BALTIMORE — The M.F.A. in Curatorial Practice program at the Maryland Institute College of Art (MICA) presents “Intersection,” an exhibition showcasing the layered stories of people, places and moments in history that have shaped the identity of one of Baltimore City’s popular intersections, North Avenue and Charles Street in the Station North neighborhood. The exhibition, which highlights four corners and four eras in history within the past 100 years, will take place Tuesday, Sept. 1–Sunday, Sept. 20, in the Sheila & Richard Riggs and Leidy galleries inside the Fred Lazarus IV Center (131 W. North Ave). A reception will take place on Friday, Sept. 4, 5–7 p.m.
“Intersection,” is a curated selection of newly commissioned work and pieces from personal collections, including painting, photography, projection artistry, site-specific installation and performance art.
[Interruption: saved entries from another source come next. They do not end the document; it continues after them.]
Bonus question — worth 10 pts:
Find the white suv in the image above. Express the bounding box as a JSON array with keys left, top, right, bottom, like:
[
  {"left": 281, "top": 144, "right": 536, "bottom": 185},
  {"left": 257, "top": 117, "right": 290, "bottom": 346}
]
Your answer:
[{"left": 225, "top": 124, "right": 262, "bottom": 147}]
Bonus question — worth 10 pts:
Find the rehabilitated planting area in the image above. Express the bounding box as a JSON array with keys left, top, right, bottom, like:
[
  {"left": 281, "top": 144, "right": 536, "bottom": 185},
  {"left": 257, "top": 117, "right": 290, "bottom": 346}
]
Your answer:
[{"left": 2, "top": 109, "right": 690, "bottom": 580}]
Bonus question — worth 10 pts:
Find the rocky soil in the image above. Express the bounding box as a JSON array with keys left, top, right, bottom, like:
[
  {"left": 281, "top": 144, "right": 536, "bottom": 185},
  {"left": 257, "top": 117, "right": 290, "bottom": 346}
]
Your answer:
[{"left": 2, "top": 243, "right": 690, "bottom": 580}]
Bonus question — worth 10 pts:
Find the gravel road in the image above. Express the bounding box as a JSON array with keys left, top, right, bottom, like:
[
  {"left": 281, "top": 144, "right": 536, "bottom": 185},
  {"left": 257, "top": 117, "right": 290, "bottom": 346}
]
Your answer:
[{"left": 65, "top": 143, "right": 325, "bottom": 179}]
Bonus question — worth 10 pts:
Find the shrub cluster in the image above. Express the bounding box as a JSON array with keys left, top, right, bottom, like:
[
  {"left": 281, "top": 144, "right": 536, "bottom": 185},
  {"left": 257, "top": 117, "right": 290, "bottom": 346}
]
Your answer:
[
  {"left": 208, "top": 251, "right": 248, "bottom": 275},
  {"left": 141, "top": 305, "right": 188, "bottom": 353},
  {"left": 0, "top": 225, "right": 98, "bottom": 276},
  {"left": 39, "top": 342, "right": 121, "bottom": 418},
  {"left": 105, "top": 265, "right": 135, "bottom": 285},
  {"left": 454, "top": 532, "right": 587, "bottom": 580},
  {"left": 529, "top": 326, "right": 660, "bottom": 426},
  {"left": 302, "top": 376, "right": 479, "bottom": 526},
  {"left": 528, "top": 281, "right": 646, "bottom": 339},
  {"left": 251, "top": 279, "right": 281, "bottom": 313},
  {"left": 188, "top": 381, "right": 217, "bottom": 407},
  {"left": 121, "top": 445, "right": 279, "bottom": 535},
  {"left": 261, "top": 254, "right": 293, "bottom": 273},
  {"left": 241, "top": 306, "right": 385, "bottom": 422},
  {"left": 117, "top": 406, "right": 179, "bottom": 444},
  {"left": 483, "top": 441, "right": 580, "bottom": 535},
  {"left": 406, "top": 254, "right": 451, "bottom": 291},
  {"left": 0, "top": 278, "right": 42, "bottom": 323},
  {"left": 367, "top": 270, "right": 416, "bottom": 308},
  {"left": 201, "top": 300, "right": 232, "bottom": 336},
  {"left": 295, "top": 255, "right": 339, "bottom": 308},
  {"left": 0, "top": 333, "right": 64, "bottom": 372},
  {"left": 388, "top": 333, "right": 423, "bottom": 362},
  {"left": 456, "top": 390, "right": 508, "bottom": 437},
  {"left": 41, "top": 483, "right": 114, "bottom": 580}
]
The exhibition is a visual experience creating an opportunity for artists to discover the city’s history, offering viewers the chance to look at the many layers of the historic crossroad of North Avenue and Charles Street. Viewers will be able to explore the geography, social relationships and cultural landscape of Baltimore’s rapidly changing urban center.
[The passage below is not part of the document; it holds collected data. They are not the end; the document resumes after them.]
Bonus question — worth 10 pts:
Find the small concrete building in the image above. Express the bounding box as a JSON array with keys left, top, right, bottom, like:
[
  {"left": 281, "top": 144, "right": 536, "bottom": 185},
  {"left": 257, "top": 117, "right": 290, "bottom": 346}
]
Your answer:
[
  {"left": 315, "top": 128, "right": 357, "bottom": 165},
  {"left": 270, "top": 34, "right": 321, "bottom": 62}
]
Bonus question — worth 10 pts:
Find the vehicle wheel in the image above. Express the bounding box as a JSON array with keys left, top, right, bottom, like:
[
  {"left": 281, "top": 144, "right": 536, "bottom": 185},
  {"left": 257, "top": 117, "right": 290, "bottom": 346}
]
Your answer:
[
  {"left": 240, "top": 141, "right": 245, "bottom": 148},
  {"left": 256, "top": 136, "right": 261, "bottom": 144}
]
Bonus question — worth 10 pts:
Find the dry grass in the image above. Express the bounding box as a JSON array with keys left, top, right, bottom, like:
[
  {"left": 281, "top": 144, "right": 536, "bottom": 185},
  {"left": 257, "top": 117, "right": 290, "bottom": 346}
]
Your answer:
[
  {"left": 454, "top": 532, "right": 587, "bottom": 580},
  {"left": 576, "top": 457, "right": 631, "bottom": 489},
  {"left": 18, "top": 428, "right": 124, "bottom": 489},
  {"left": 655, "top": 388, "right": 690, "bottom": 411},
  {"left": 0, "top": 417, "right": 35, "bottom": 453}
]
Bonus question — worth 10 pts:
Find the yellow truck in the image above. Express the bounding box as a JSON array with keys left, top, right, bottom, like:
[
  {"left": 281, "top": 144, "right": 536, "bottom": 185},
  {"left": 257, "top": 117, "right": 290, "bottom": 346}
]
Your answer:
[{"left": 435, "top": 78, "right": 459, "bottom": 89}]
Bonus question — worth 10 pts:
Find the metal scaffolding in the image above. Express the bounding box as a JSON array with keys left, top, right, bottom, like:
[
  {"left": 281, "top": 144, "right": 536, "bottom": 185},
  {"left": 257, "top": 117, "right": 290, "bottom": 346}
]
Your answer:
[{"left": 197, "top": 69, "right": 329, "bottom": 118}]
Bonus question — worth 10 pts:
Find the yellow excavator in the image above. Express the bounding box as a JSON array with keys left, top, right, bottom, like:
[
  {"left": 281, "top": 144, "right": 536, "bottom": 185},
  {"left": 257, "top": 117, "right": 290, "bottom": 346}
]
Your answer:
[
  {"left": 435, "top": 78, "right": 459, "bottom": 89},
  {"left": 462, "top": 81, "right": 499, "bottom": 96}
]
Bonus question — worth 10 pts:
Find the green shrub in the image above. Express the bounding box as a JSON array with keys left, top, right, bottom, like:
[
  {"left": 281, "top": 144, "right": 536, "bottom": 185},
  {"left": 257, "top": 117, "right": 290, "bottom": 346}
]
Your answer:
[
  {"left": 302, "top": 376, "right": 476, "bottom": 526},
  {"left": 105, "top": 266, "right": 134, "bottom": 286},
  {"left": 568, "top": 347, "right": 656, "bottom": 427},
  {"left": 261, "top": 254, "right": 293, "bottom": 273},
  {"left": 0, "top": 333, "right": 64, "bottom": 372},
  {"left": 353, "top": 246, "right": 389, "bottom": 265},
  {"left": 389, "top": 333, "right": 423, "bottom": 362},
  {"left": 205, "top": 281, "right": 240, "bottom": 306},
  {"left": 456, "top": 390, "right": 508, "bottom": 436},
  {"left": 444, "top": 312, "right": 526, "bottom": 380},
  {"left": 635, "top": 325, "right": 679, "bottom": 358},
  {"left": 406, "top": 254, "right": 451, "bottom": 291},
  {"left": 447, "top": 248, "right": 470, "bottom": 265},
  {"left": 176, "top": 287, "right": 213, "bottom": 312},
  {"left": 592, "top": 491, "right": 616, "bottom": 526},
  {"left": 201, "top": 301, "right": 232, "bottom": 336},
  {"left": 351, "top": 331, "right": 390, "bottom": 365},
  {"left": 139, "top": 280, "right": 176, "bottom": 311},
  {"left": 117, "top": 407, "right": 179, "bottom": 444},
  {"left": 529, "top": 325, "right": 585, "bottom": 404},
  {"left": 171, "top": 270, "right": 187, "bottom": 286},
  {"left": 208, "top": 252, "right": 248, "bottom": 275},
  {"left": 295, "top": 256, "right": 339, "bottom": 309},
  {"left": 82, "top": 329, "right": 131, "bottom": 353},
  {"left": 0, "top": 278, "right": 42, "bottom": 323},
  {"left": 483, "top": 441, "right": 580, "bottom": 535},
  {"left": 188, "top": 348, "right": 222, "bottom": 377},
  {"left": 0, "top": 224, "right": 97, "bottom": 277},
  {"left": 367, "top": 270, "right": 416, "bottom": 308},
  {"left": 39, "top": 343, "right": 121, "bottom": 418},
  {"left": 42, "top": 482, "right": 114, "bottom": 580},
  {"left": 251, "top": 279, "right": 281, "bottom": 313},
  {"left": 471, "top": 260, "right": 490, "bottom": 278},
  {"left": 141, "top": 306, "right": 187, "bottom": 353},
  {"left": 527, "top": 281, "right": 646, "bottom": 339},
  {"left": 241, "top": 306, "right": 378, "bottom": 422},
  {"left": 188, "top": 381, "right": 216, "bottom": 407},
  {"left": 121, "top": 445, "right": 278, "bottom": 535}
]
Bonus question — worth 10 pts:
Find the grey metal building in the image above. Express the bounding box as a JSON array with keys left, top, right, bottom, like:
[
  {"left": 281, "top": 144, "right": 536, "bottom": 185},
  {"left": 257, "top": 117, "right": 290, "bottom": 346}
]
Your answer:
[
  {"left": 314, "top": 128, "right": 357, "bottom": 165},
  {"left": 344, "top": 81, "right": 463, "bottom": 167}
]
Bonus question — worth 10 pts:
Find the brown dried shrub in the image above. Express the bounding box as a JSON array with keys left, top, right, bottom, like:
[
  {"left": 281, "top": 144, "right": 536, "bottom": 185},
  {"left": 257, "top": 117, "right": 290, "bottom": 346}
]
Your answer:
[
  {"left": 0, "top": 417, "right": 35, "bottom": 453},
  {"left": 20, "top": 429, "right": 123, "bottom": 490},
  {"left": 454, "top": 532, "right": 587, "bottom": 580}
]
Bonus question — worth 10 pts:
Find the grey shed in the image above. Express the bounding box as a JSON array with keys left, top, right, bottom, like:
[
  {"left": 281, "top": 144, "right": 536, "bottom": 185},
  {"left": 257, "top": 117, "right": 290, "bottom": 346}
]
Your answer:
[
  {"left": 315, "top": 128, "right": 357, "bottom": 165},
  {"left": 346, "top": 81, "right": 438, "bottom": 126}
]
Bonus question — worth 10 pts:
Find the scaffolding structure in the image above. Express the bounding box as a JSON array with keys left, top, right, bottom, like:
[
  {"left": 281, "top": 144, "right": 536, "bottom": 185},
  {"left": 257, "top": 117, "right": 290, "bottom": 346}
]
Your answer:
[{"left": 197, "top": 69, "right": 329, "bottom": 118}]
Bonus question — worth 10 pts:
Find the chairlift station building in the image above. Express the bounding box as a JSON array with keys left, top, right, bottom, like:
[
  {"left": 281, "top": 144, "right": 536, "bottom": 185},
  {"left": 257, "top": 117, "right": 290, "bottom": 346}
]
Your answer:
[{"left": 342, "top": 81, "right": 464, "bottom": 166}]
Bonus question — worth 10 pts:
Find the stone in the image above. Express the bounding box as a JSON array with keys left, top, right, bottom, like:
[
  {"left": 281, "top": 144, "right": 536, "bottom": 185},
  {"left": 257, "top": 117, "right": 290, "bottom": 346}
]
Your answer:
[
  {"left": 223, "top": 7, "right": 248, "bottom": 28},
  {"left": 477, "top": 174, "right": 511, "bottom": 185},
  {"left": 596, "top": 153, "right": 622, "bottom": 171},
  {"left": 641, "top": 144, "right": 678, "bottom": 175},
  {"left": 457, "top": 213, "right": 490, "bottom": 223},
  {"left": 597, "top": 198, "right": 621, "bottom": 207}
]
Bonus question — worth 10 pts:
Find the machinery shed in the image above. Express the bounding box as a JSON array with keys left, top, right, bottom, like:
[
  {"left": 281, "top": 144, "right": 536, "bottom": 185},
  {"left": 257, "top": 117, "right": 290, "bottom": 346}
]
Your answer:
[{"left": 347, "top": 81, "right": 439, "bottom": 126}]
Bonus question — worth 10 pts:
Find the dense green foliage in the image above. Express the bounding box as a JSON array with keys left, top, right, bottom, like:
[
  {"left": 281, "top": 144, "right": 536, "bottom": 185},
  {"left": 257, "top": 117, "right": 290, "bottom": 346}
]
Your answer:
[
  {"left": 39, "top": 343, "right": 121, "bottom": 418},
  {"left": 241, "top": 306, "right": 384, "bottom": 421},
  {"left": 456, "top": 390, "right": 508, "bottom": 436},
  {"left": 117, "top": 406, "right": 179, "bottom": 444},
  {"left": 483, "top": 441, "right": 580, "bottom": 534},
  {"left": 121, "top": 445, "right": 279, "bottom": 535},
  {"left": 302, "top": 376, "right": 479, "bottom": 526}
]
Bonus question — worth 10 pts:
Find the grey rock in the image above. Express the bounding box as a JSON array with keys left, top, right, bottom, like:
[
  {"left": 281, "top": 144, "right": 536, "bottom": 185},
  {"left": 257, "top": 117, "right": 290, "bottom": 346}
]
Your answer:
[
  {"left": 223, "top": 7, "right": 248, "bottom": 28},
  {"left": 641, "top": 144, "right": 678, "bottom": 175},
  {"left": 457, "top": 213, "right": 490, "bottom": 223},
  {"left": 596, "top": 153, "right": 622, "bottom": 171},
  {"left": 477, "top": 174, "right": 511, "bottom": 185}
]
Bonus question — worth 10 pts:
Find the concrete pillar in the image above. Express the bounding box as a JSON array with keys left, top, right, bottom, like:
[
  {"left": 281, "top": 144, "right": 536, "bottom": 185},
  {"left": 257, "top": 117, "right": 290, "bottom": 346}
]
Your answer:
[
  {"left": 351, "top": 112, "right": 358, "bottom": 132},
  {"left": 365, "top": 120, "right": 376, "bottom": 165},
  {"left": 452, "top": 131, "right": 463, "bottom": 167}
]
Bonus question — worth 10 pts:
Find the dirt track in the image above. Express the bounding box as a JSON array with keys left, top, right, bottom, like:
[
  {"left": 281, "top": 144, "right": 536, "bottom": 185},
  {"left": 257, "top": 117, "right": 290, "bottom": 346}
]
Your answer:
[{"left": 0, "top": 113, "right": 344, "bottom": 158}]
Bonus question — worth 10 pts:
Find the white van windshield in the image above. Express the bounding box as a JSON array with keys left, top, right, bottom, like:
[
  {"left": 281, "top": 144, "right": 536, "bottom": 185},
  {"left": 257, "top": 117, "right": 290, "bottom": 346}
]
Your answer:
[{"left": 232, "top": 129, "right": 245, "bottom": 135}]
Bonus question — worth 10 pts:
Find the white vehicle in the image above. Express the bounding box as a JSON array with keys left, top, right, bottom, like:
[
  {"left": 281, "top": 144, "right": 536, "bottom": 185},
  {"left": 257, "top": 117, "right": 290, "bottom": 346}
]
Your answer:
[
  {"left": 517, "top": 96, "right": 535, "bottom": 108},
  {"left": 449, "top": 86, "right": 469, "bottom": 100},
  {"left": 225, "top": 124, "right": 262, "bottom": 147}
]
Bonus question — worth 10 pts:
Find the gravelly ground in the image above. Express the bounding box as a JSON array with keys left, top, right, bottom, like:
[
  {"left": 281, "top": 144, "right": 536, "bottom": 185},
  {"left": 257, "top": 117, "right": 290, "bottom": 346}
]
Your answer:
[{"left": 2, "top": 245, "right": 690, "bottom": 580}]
“At the four corners of North Avenue and Charles Street, we see the past, present and future of Baltimore,” said Margaret MacDonald, M.F.A. in Curatorial Practice candidate and co-curator. “There, we find Pearson’s Florist, a family-owned business for more than 30 years; an abandoned 1928 limestone bank building; the rehabilitated Ynot Lot, a site for community events and programming; and the recently renovated Station North Chicken Box, a performance and gallery space to Station North.”
Charles Street and North Avenue, a major crossroad that carries the flow of people and things east and west, as well as north and south through Baltimore, act as a focal point for artistic expression— a lens to view and speak to a variety of cultures, races and identities. The exhibition will point to pivotal, historic moments and movements in the U.S., such as the Great Depression, Great Migration, Civil Rights Movement and present day, while capturing a keen sense of the importance of urban life and its many cultural shifts.
“The intersection of North and Charles has been an important hub for culture and activity throughout the past 100 years,” said Kibibi Ajanku, M.F.A. in Curatorial Practice candidate and co-curator. “We are thrilled to have artists respond to the rich history to show where we, as a city, have been, where we are now and, through them, where we might go.”
The exhibition features MICA’s Film and Video Chair and video installation artist Nadia Hironaka, photographer Reuben “Dubscience” Greene, graphic designer Tiffany Small ’14 (Graphic Design Post Baccalaureate), multimedia artist and educator Ada Pinkston ’13 (Community Arts M.F.A.), filmmaker Ras Tre Subira and performance artist Olu Butterfly Woods.
Hours for MICA’s galleries, which are free and open to the public, are Mondays–Saturdays, 10 a.m. –5 p.m., and Sundays, noon–5 p.m., except on major holidays.